Zehntausende bei Pride in Seoul – Rechte bleiben umkämpft
Autor: Fabian Kretschmer, dpa
, Samstag, 13. Juni 2026
Zehntausende feiern bei Südkoreas größter Pride-Parade, ebenso viele sind bei einer Gegendemo. Der Kampf um die Rechte für Lesben, Schwule, Transgender stößt weiterhin auf erbitterten Widerstand.
Wo wochentags Angestellte in gläserne Bürotürme eilen, hüllen an diesem Samstagnachmittag mehr als 10.000 Menschen die Seouler Innenstadt in ein buntes Farbenmeer. Beim Seoul Queer Culture Festival demonstrieren sie mit Regenbogen-Flaggen und Protestbannern für die Rechte der LGBTQ-Community.
Seit dem Jahr 2000 findet der südkoreanische Ableger der Pride-Paraden bereits in der Hauptstadt Seoul statt. Während des ersten Umzugs im Jahr 2000 kamen nur einige Dutzend Personen. Jetzt sind es Tausende.

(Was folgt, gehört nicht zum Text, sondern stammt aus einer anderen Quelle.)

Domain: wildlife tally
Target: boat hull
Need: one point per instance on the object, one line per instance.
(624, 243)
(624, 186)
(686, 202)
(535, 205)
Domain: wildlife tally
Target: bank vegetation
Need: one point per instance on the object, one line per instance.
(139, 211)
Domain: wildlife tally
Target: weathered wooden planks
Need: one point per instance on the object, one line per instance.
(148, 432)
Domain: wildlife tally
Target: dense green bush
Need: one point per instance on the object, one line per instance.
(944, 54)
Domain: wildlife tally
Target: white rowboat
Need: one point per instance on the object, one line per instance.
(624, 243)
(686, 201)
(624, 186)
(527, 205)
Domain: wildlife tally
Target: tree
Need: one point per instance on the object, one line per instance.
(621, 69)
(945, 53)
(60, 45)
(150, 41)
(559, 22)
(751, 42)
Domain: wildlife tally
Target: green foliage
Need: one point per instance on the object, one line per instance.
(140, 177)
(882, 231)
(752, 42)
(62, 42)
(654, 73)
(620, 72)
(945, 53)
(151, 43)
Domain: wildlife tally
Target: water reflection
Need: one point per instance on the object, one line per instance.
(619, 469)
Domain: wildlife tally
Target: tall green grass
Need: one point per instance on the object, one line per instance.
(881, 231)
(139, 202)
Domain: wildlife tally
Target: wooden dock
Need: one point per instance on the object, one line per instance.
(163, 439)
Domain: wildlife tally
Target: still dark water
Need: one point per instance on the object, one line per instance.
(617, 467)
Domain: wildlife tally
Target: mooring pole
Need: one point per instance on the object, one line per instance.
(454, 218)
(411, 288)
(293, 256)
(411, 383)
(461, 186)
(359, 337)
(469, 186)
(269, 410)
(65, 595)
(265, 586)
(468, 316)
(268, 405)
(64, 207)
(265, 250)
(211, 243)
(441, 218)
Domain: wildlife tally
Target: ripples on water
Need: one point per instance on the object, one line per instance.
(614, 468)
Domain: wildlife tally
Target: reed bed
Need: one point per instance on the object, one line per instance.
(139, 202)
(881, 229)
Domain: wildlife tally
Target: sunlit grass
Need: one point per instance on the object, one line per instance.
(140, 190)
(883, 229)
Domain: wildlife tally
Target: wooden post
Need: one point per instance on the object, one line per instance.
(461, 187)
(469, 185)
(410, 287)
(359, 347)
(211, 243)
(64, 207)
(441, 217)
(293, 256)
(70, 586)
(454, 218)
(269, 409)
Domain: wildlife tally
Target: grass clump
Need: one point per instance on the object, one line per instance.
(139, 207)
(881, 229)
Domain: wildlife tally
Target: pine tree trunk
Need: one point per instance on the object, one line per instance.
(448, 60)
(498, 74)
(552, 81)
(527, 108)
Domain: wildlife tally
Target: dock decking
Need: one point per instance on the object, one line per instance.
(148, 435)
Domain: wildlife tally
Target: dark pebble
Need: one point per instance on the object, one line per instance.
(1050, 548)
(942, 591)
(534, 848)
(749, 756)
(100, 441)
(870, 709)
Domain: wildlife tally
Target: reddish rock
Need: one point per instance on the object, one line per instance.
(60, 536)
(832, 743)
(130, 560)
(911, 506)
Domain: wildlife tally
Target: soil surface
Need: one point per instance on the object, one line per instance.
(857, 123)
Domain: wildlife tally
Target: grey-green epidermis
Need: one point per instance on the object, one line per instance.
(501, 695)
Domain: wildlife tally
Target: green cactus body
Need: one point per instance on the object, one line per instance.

«Südkorea ist nach wie vor sehr konservativ», sagt ein Student
Unter der gleißenden Junisonne bei 30 Grad ist die Stimmung sichtlich ausgelassen: Auf einer Bühne tanzt eine Künstlergruppe in Drag-Kostümen, an Dutzenden Ständen stellen zivilgesellschaftliche Organisationen ihre Arbeit vor. Es werden auch kostenlos HIV-Tests ausgeteilt, Merchandise wird verkauft.
«Ich bin heute gekommen, weil ich schwul bin und zum ersten Mal eine Pride-Veranstaltung erleben wollte», sagt ein 19-jähriger Koreaner, der sich mit seinem englischen Spitznamen David vorstellt. «Südkorea ist nach wie vor sehr konservativ», meint der Universitätsstudent.
Während seiner Schulzeit seien seine Klassenkameraden offen homophob gewesen, erst auf der Uni habe er ein verständnisvolles Umfeld kennengelernt.
Auch wenn Südkorea popkulturell als absolutes Vorreiterland gilt, ist es gesellschaftlich und in Sachen Schwule, Lesben, Transgender im Diskurs sehr traditionell und fühlt sich ganz anders an als etwa die meisten EU-Staaten.
Homo-Feinde sprechen von Sünde oder Kommunismus-Instrument
Wie polarisiert die südkoreanische Gesellschaft beim Thema sexuelle Minderheiten ist, zeigt sich auch an diesem Samstag. Nur wenige hundert Meter von der Pride-Parade entfernt findet - wie jedes Jahr - eine von christlichen Gruppen organisierte Gegendemo statt.